Chris Jean's Blog

Linux, WordPress, programming, anime, and other stuff.
twitter
rss
Apr
20

Git Submodules: Adding, Using, Removing, and Updating

I’ve spent a little more than a month working with Git now. I can honestly say that while there are many things that I like about Git, there are just as many things that I personally find to be a pain in the butt.

Submodules specifically have managed to be a thorn in my side on many occasions. While the concept of submodules is simple, figuring out how to actually work with them can be a chore. I say “figuring out” because not everything about working with submodules is well documented. I’ll cover two of the more difficult things to figure out: removing and updating submodules from your repository.

What are Submodules?

The concept of submodules is brilliant. It essentially allows you to attach an external repository inside another repository at a specific path. In order to illustrate the value of submodules, it will probably be helpful for me to explain how I am using them.

My profession is working with WordPress themes. Basically, I develop feature enhancements to the themes. I develop the code for these enhancements in modules that are completely contained in their own folder. This allows for the code to be easily added to other themes and also simplifies code updates/improvements as the code for specific features is consistent across all the themes that use that specific module.
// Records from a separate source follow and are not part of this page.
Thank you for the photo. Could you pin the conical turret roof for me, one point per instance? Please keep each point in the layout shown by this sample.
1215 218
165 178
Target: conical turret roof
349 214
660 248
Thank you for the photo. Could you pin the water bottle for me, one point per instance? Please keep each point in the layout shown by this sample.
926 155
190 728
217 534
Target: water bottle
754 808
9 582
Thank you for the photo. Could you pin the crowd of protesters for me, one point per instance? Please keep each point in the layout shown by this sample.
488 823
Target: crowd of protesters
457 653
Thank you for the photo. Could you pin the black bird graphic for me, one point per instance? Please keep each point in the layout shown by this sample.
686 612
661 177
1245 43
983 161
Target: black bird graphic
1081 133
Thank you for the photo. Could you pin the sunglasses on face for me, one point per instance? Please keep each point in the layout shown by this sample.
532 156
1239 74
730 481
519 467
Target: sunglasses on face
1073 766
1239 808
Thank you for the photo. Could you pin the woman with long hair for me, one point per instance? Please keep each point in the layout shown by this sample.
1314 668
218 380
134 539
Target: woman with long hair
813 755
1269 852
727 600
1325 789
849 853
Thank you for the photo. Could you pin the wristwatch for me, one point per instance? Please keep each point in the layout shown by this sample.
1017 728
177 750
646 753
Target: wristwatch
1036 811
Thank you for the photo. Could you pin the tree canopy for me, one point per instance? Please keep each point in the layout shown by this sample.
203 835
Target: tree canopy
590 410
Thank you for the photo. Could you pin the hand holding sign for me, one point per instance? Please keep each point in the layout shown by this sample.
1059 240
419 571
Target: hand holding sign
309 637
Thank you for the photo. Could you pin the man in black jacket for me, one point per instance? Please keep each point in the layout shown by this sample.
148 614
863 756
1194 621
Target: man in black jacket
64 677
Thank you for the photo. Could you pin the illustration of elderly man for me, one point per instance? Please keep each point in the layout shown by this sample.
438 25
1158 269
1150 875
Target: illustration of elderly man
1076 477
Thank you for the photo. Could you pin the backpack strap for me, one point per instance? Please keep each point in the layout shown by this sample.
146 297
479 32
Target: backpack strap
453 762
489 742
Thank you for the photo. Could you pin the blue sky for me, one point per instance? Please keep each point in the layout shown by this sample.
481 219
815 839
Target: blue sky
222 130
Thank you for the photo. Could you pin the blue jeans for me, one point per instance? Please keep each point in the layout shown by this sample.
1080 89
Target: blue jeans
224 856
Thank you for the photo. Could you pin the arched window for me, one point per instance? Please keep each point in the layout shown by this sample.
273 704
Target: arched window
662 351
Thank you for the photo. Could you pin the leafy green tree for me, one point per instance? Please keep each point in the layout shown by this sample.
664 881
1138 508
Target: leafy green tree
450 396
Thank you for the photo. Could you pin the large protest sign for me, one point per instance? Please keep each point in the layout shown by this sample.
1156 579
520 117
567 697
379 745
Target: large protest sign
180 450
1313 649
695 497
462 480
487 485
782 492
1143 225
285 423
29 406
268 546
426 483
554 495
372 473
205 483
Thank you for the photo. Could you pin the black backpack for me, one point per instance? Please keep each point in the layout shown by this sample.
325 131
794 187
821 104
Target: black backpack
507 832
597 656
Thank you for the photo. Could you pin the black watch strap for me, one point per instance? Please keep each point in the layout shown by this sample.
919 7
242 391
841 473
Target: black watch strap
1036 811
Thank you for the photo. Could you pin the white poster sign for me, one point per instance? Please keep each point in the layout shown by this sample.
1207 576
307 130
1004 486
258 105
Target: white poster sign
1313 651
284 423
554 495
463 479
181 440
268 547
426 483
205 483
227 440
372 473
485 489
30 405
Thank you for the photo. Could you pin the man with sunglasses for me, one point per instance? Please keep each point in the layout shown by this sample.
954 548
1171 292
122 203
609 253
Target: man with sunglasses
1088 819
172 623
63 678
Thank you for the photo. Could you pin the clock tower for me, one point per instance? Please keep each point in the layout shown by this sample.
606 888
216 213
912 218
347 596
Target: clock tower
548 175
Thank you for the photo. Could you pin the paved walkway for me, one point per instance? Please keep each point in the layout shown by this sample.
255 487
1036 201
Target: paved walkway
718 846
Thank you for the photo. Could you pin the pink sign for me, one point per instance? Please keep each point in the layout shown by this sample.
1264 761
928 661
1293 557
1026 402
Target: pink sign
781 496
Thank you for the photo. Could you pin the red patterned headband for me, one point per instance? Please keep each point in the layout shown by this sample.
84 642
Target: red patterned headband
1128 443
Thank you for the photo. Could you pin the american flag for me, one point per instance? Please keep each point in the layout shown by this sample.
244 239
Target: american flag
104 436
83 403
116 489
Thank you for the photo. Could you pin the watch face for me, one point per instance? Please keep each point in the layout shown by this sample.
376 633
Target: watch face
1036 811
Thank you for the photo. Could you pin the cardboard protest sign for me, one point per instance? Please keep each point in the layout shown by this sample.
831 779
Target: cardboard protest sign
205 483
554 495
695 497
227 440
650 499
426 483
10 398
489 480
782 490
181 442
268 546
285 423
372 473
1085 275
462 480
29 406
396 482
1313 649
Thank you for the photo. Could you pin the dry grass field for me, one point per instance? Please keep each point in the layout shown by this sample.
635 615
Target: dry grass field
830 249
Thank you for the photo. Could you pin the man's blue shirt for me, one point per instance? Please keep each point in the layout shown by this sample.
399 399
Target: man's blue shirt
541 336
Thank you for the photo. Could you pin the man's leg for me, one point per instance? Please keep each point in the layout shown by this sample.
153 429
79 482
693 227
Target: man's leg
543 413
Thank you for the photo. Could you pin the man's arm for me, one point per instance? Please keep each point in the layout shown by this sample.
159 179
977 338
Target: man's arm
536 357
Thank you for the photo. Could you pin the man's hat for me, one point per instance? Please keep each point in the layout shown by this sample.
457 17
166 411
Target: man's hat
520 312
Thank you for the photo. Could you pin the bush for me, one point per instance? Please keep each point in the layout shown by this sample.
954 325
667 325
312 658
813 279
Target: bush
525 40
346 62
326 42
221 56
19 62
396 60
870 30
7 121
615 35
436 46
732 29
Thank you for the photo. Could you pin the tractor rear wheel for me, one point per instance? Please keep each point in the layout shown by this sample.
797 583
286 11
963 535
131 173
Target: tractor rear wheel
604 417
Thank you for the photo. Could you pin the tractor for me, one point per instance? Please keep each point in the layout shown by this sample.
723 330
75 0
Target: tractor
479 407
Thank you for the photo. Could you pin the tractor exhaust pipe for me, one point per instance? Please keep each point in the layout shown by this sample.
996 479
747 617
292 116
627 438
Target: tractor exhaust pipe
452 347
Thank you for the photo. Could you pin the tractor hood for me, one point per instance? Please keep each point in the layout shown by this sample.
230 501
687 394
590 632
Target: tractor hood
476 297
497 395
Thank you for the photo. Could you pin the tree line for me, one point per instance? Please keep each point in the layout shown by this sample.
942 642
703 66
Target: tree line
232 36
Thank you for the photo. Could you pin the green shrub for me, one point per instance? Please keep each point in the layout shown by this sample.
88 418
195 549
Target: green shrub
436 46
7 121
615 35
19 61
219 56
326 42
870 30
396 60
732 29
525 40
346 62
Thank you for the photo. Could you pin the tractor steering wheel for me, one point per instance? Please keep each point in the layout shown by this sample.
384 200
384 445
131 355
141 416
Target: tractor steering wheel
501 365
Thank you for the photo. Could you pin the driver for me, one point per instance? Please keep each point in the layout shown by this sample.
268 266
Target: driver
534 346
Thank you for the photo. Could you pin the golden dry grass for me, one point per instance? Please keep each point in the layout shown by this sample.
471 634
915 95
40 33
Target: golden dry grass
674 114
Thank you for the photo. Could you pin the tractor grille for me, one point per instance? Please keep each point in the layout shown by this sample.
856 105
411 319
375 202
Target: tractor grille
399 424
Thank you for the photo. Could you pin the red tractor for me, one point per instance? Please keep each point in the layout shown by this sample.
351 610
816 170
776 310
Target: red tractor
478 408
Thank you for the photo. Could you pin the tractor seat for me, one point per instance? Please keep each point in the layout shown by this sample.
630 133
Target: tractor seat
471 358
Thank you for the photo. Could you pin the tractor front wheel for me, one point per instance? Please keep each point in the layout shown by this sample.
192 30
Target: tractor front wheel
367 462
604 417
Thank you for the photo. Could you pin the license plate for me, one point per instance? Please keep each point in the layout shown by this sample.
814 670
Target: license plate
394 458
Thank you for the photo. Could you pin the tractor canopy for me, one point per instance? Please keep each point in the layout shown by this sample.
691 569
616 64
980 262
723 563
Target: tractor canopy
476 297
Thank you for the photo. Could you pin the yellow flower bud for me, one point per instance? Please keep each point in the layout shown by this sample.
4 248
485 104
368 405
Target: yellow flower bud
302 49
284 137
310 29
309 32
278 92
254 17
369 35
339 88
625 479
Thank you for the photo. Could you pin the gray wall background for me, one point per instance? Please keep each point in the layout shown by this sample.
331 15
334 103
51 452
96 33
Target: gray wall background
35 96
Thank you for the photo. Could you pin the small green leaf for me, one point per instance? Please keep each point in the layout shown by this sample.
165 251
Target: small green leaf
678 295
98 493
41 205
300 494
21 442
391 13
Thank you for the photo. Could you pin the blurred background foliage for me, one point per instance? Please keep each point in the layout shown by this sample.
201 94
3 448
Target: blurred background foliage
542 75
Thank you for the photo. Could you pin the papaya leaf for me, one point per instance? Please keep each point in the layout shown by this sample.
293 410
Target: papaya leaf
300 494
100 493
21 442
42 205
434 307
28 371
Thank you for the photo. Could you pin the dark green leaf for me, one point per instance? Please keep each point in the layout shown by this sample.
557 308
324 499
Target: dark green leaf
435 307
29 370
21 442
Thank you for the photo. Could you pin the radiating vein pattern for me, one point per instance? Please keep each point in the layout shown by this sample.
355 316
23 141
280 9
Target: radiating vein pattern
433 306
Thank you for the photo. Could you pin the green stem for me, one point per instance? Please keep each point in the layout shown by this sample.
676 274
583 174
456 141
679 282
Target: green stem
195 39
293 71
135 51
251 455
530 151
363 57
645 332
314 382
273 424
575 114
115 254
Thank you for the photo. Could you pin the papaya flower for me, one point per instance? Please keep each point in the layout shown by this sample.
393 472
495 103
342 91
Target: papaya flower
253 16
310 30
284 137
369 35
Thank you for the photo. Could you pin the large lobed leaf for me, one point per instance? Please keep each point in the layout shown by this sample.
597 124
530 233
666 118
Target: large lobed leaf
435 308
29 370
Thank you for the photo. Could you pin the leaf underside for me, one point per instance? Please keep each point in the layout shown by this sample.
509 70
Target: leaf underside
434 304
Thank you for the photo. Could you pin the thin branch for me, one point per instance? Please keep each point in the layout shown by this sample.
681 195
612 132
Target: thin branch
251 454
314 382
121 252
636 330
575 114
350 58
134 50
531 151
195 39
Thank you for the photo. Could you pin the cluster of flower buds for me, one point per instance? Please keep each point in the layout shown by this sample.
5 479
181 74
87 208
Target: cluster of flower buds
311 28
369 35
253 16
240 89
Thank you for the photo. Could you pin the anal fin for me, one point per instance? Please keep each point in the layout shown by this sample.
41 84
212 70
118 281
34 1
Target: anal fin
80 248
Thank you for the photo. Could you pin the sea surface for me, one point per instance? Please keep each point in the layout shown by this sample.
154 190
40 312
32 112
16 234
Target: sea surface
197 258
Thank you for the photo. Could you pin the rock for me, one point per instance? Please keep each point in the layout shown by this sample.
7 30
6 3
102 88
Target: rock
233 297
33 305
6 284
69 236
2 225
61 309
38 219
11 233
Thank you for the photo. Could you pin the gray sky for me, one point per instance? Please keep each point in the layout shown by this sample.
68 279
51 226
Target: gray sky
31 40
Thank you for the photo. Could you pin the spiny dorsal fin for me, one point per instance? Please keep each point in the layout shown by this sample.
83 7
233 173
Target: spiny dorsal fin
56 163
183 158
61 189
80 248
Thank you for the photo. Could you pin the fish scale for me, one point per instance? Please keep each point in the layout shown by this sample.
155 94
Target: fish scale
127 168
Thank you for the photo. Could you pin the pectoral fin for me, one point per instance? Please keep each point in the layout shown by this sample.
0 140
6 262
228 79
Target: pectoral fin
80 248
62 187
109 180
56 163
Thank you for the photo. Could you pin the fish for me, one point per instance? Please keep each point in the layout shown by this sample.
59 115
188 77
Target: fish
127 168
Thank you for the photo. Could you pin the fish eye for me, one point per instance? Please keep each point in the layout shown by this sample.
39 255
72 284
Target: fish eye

Each theme that we produce is kept in its own Git repository. In addition, I’ve created a separate repository for each one of these feature modules. Rather than actually putting the feature module code directly into the theme repositories, I simply add the needed feature module repositories as submodules.

For example, we have a theme called FlexxBold. FlexxBold currently includes a total of seven submodules: billboard, contact-page-plugin, featured-images, feedburner-widget, file-utility, flexx-layout-editor, and tutorials. Since I’m using submodules, the code can be pulled directly from the relevant submodule repositories rather than requiring me to manually update each individual theme repository.

As I mentioned before, not everything in Git is easy to work with. There are four main functions you will need to understand in order to work with Git submodules. In order, you will need to know how to add, make use of, remove, and update submodules. I’ll cover each of those uses below.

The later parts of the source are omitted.